In brain tissue, although no significant differences were obtained (K-W; p>0.05), the lowest viral loads were found in the live dpB + SARS-CoV-2 vaccine group, followed by the inactivated dpB - SARS-CoV-2 vaccine group, and finally the vaccinated animals ( Figure 6A ). In pulmonary and cardiac tissues, all vaccinated groups exhibited undetectable viral loads ( Figures 6B, C ). With respect to the upper respiratory tract including turbinates and trachea, a similar trend was observed as in brains, but with comparatively lower viral loads, i.e., vaccinated animals had the lowest viral loads although non-statistical differences were observed (K-W, p>0.05) ( Figure 6D ).

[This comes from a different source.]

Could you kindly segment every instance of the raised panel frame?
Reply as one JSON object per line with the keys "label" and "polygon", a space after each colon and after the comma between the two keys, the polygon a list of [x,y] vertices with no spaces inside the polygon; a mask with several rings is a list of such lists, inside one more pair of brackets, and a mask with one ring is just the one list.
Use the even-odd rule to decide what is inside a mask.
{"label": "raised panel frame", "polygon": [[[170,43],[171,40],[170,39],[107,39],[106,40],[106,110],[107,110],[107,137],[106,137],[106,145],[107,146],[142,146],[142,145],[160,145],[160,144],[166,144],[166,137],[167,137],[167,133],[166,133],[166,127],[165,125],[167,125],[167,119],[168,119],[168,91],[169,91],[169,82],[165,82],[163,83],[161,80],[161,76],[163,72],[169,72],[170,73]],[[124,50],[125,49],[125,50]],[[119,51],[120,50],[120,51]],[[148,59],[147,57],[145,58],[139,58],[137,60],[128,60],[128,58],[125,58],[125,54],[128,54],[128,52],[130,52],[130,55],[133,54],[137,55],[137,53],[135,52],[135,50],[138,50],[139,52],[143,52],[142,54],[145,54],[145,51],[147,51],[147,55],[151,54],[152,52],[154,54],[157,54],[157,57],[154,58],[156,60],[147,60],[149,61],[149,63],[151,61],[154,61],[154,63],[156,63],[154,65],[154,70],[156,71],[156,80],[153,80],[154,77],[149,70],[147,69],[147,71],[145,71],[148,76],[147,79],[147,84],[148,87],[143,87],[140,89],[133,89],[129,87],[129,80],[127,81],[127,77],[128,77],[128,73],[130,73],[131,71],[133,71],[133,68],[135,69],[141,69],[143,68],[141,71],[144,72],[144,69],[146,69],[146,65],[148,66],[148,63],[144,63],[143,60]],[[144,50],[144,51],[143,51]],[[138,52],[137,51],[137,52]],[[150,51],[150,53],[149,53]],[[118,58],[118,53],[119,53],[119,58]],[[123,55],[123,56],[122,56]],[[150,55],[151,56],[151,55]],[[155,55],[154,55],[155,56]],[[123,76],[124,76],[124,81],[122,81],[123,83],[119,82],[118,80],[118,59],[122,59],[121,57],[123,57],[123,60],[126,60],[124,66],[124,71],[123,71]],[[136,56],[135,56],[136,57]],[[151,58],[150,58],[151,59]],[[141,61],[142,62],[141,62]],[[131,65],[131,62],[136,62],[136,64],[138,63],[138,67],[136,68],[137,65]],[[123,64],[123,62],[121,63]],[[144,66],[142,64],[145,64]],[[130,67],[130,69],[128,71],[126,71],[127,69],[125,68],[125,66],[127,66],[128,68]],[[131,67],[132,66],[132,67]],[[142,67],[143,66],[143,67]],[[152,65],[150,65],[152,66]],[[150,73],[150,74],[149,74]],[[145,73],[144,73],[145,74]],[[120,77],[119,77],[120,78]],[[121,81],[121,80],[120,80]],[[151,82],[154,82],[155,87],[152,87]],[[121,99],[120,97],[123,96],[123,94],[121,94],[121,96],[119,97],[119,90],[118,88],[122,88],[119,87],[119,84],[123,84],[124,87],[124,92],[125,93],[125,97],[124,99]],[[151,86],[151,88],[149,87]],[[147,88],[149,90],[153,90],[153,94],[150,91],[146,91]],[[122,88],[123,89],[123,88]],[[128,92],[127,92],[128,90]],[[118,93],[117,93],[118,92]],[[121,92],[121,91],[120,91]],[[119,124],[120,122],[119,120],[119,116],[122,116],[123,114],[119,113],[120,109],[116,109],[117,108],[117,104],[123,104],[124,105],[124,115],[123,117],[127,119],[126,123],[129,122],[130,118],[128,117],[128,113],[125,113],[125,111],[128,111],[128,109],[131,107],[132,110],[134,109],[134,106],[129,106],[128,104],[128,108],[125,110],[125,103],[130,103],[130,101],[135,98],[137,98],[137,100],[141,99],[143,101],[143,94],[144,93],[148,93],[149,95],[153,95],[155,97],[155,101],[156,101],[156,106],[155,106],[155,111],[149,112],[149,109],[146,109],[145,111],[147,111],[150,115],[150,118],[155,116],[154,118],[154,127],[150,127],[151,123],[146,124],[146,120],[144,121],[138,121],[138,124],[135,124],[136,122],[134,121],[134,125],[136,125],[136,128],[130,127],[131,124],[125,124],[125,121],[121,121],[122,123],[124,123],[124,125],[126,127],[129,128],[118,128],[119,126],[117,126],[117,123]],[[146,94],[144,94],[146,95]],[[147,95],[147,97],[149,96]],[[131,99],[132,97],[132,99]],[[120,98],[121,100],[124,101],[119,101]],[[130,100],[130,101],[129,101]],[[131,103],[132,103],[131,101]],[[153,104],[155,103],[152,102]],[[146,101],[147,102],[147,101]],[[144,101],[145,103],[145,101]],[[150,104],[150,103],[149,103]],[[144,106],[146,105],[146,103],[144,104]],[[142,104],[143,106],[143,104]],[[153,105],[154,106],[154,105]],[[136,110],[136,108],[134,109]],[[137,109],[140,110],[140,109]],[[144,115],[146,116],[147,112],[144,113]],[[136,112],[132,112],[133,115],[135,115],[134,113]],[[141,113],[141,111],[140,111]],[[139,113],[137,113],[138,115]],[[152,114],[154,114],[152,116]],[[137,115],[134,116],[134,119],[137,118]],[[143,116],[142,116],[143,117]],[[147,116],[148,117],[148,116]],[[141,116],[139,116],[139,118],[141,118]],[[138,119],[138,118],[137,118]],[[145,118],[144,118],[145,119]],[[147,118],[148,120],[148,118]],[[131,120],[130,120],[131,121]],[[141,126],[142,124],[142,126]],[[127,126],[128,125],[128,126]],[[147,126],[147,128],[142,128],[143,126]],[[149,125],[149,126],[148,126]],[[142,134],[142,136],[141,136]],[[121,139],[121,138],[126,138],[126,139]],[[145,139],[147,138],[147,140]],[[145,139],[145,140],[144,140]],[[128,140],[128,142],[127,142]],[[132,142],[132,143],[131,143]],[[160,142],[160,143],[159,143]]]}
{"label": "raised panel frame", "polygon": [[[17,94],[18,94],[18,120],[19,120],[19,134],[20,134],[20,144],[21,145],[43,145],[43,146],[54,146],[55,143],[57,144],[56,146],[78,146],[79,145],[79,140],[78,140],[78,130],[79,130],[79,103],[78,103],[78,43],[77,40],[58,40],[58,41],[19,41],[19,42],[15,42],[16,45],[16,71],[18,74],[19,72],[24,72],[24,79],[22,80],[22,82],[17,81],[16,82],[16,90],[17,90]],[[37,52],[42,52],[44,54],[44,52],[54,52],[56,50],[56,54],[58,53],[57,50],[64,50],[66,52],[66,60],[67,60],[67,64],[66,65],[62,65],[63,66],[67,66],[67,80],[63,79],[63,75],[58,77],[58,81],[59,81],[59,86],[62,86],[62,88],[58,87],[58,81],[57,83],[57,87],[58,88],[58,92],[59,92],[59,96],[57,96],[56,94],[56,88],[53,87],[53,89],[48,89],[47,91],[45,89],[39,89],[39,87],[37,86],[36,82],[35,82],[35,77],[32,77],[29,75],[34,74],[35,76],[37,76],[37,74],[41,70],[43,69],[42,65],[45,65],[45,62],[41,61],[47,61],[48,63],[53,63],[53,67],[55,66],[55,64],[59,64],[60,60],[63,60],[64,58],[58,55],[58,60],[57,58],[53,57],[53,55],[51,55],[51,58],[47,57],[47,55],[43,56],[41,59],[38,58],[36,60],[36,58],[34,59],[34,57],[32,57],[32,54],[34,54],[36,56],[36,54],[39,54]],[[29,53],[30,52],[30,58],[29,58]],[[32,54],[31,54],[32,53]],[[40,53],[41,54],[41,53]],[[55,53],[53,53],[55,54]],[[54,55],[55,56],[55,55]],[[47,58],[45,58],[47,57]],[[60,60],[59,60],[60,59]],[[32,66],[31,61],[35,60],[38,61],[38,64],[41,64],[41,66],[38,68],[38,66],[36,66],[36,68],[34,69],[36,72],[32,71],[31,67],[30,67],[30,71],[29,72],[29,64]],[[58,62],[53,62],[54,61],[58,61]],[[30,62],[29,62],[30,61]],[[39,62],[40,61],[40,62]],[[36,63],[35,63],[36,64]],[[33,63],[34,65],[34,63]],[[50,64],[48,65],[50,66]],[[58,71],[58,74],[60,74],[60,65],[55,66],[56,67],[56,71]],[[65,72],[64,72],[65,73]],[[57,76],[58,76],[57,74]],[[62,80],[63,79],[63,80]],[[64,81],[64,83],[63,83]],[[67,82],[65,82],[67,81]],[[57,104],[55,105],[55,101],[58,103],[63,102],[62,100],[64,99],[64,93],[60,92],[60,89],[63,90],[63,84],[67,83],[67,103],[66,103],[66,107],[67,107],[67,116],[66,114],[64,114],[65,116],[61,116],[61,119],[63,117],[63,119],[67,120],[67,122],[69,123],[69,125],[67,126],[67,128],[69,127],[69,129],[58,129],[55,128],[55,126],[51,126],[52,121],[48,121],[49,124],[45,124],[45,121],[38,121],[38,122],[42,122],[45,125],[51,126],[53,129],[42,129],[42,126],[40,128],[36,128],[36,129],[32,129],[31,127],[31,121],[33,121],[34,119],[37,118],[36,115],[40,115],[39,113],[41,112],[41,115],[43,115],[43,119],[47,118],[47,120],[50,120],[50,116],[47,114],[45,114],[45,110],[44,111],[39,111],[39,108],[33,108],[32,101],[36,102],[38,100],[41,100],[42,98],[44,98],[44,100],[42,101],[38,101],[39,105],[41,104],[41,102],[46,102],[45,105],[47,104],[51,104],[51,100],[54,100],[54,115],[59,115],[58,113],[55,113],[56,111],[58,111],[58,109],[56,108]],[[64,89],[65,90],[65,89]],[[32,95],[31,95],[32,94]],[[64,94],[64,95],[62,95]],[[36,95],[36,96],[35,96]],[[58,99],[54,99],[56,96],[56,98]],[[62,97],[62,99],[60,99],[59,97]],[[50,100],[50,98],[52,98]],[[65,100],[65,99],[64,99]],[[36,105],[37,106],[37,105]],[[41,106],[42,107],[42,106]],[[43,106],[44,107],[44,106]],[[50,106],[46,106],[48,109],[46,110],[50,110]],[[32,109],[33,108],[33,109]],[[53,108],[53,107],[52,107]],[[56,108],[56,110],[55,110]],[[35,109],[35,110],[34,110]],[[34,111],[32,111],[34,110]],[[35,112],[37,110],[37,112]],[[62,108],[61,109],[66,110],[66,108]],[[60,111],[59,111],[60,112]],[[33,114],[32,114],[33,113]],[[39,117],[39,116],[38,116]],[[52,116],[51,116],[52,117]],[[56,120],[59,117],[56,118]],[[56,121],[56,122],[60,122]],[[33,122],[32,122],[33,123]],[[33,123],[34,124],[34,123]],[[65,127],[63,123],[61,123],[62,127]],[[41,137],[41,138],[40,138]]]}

In line with viral loads results in tissues, further histopathological examination highlighted the higher protective effects of combining dpB with the SARS-CoV-2 vaccine. In the brain, acute lesions characteristic of SARS-CoV-2 (primarily consisted of moderate to severe non-suppurative meningoencephalitis and neuronal degeneration, characterized by cytoplasmic vacuolization with a pyknotic and eccentric nucleus) were observed. Additionally, moderate white matter tract myelin sheath vacuolation, increased glial cell proliferation, vasculitis, and perivascular hemorrhages were frequently observed.

DpB-SARS-CoV-2 vaccine (group 4) [median histopathological score (MHS)=2.0] and inactivated dpB-SARS-CoV-2 vaccine group (group 2) (MHS=1.5) showed an absence of brain lesions characteristic of SARS-CoV-2 infection at 7–9 dpi ( Figure 7A ). In comparison, SARS-CoV-2 vaccinated group (group 6) also did not present typical lesions (MHS=3.75), except for one case (HS=9.5) ( Figure 7A ), which had moderate perivascular lymphocytic cuffs and a moderate increase of shrunken neurons and glial cells, at 9 dpi. The total score in group 6 was significantly higher than groups 4 and 2 (M-W, p= 0.017, p=0.009) ( Figures 8A–C ).

In the lungs, acute lesions characteristic of SARS-CoV-2 included bronchointerstitial pneumonia, characterized by infiltration of mononuclear cells (mainly macrophages plasma cells and lymphocytes) and occasional neutrophils around bronchioles and blood vessels, mild to moderate patchy septal thickening; type II pneumocyte hyperplasia, perivascular lymphocytic cuffs, microhemorrhages and alveolar edema.

Similarly, reduced severity of lung lesions at 9 dpi was observed in groups that combine the vaccine with dpB. Live dpB +SARS-CoV-2 vaccine (group 4) (MHS=3.0) and inactivated dpB-SARS-CoV-2 vaccine (group 2) (MHS=3.5) animals characterized by minimal interstitial pneumonia and thickening of the alveolar septa; whereas SARS-CoV-2 vaccine group (group 6) (MHS=6.25) showed the same lesions, but slightly more pronounced mainly when compared to groups 4 and 2 (M-W, p_b=0.004, p_b=0.015) ( Figures 7B , 9A–C ). Group 4 was notable for presenting hyperplasia of the bronchus and bronchioles-associated lymphoid tissue (BALT). Additionally, it exhibited round lymphoid formations, characterized by the aggregation of lymphoplasmacytic cells and macrophages, associated with small blood vessels and located in the alveolar interstitium, not adjacent to the bronchi or bronchioles [compatible with inducible BALT (iBALT) or tertiary lymphoid organs (TLO)] ( Figure 9A ).